Saoirse Nash, a local poet, organiser, and small press runner, explained how important the event has been to her over the years. “Spoken Word Perth has been instrumental to me. My medication kept me alive, but Spoken Word made me want to be alive. It makes being alive beautiful”.
Pleased with my collection of quotes, I returned to my seat, ready for the second half of the event. The rest of the audience soon followed, equally eager for more poetry. As the open-mikers resumed, the poets continued to discuss every subject imaginable with their pieces. Relationships, identity, nature, politics and activism, trauma and recovery were frequent topics. The poems about ugly babies, sex positions, bees, and watching Mary Poppins whilst high as a kite were rarer and certainly unexpected, but oh so wonderful to listen to.
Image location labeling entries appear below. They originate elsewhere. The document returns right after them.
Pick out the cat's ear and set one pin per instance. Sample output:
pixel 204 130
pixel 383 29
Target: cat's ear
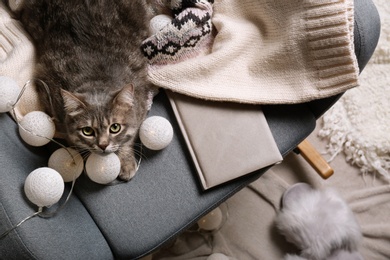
pixel 125 97
pixel 73 105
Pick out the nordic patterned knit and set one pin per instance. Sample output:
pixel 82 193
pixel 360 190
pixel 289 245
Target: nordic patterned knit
pixel 264 52
pixel 188 35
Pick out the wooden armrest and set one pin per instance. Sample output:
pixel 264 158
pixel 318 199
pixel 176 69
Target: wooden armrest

There was plenty of applause punctuating readings, along with smatterings of the clicking fingers that have become synonymous with these events. While it may have sounded odd to newcomers, the habit is a great way for the crowd to engage with the poets and feed into their performances without distracting them. This custom, which began as a sign of cool aloofness in the beatnik sub-culture of the 50’s and 60’s, has become a modern form of audience participation that conveys appreciation, and reinforces that no matter who has the microphone and the spotlight, we all have a part to play in this.
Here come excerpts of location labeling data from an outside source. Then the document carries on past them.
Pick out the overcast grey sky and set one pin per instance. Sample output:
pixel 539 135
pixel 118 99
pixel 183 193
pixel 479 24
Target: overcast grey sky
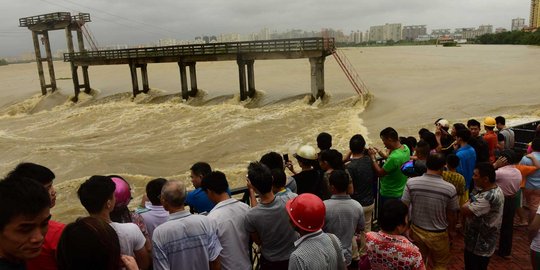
pixel 137 21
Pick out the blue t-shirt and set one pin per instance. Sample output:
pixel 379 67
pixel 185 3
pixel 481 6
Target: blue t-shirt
pixel 467 162
pixel 199 202
pixel 533 180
The feature poet Sam, whose poems seesawed back and forth between rib-cracking hilarity and heart-breaking vulnerability, received many a clap and click for his touching words. During his second set, I looked down the row of seats to see tears glistening on Saoirse’s cheeks, and felt them run down my own as well. But there were plenty of laughs as well. Sam certainly set his performance apart from everyone else’s by bringing along two mugs filled with paper slips, which he randomly picked from between poems. One mug contained his favourite quotes, and the other a baffling list of sex position names. To this day I still don’t know what an Edinburgh Burrito Shop is, but I imagine it has something to do with eating out a Scottish girl’s taco.
As the afternoon went on, other related events were plugged on the microphone. As veteran poets like Scott-Patrick Mitchell (SPM) spoke about the heats of the Australian Poetry Slam, the Perth Poetry Festival, and other open-mikes around the city, newcomers got a glimpse of how much Perth’s spoken word scene is thriving. And there’s an open invitation to anyone who wants to join.
When the applause finally died down after the final set, the crowd made their way outside into the open air, souls replenished. As newcomer Ebonyelle described it, “We were all there for different reasons, but the movement of the event and the constant endurance of ‘this is a safe space’ was so compelling […] Like that little bit of kindness […] made a difference in my day, personally. As an event, I felt that y’all were conscious of everyone who may be battling things they don’t talk about.”
As is customary, some people stuck around for post-poetry drinks across the road at Mechanics Institute Bar. Everyone was welcome to come along. The event may have been finished for the night, but the community persists beyond it. As we walked, I asked the feature poet (and former organiser), Sam, what Spoken Word Perth means to him. After all, this would be his last Spoken Word before he heads back home to the UK. He smiled thoughtfully at the question before giving a simple answer. “It’s like a cwtch.”